The aim of this chapter was to provide a broad overview of the issues of health system resilience and how they can potentially be improved via disaster risk management frameworks, such as the Sendai Framework (2015). This issue is hugely convoluted and difficult to compare across countries due to societal, political and economic differences. Despite this, some building blocks of resilience health systems have been provided, which can be tailored to individual nations, to make sure they are prepared for health disasters and can serve their population, reducing mortality and morbidity.

It has been highlighted how resilient health systems can effectively work before, during and after a disaster and should be functioning in both good times and bad. There are many barriers that health systems face around the world, from poor management to a lack of financial resources. Two case studies have been provided as examples of health emergency contexts, including the 1986 Chernobyl nuclear disaster and the 2018 DRC Ebola outbreak. Both these examples showed the very different consequences of disasters and how several impacts can strike at the same time, causing cascading disasters. The case studies highlight the need to consider both communicable and non-communicable diseases and to make sure psychological well-being is addressed. Both disasters show the need for tailored training and a strong, committed workforce to provide expertise. Furthermore, the case studies illustrate the need for rapid health assessment, as no two disasters or societies are the same; therefore, the implications of a disaster and the groups at risk will often be different and difficult to predict without robust assessment. Hence, governments and local authorities need to understand those at risk and how people will be affected by the heath disaster.
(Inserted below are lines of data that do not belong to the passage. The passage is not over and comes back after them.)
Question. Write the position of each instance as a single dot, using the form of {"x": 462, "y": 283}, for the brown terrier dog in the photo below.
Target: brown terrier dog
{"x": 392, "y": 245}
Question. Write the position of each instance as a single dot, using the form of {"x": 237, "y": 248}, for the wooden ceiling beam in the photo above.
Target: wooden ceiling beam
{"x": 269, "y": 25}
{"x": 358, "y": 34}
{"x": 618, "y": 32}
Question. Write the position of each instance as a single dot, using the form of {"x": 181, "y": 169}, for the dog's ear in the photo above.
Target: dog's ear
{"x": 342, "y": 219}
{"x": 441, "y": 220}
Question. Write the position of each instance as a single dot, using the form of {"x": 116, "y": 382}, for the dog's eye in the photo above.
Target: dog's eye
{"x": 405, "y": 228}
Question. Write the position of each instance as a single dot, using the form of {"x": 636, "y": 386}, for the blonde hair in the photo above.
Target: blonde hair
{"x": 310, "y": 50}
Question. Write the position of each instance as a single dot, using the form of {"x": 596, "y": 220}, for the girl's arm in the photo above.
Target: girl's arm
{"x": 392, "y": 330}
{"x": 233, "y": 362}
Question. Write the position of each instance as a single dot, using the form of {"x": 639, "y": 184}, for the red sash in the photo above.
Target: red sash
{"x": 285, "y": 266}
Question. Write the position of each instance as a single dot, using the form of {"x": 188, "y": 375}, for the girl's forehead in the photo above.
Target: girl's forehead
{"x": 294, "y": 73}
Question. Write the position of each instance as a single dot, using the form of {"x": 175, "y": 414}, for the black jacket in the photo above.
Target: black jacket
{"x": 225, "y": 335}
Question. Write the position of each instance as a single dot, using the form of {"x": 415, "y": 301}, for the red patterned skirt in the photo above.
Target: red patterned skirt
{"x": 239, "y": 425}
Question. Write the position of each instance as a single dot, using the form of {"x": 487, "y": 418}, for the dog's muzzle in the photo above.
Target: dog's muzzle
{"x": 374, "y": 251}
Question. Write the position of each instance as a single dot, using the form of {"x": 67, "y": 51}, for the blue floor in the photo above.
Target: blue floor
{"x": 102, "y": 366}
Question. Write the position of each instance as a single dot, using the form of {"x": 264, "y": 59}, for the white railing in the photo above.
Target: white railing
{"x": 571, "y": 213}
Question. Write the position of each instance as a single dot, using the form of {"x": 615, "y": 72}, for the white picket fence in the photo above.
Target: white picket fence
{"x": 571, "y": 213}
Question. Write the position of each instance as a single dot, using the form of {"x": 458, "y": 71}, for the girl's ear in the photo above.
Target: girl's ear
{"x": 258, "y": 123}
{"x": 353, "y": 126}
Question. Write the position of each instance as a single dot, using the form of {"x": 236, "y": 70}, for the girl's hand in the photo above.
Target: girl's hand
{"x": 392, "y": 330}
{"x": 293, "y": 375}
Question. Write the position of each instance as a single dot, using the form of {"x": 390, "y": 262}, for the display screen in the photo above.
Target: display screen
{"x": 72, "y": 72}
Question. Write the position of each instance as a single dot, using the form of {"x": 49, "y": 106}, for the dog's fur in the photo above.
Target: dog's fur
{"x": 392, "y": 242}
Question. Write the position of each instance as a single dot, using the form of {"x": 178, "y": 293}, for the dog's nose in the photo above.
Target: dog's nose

Health system resilience priorities have been mapped to The Sendai Framework, establishing a specific perspective on health disasters. Implementing these priorities improves risk response and preparedness, through substantially increasing capacity and commitment. The need for a proactive, holistic and collaborative approach to disaster risk management for health systems resilience has been emphasised. International, national, regional and local cooperation can lead to benefitting economies, the environment and society at large. By prioritising health preparedness and response at all levels, loss of life and livelihoods can be reduced, improving health and well-being.

The stakes have never been higher for more resilient health systems. Disaster will inevitably strike, as they have throughout history. However, Kelman’s (2020) definition reaffirms it is how society responds to hazards that determine disasters. It is important to learn from disasters and use them as a catalyst for change. To improve the visibility of health in societies and stress the need for a global understanding and agreement on how to contain these emergencies. The COVID-19 pandemic has highlighted that pathogens do not discriminate or respect national boundaries; therefore, we must work together, viewing the planet as one, to contain these crises and protect human life and well-being. Health systems that are not resilience contribute to loss of life, suffering and societal tension and mistrust. This chapter has shown that these issues are not limited to developing nations, regardless of GDP, and all countries could benefit from investing in the resilience of their health systems for disaster risk management.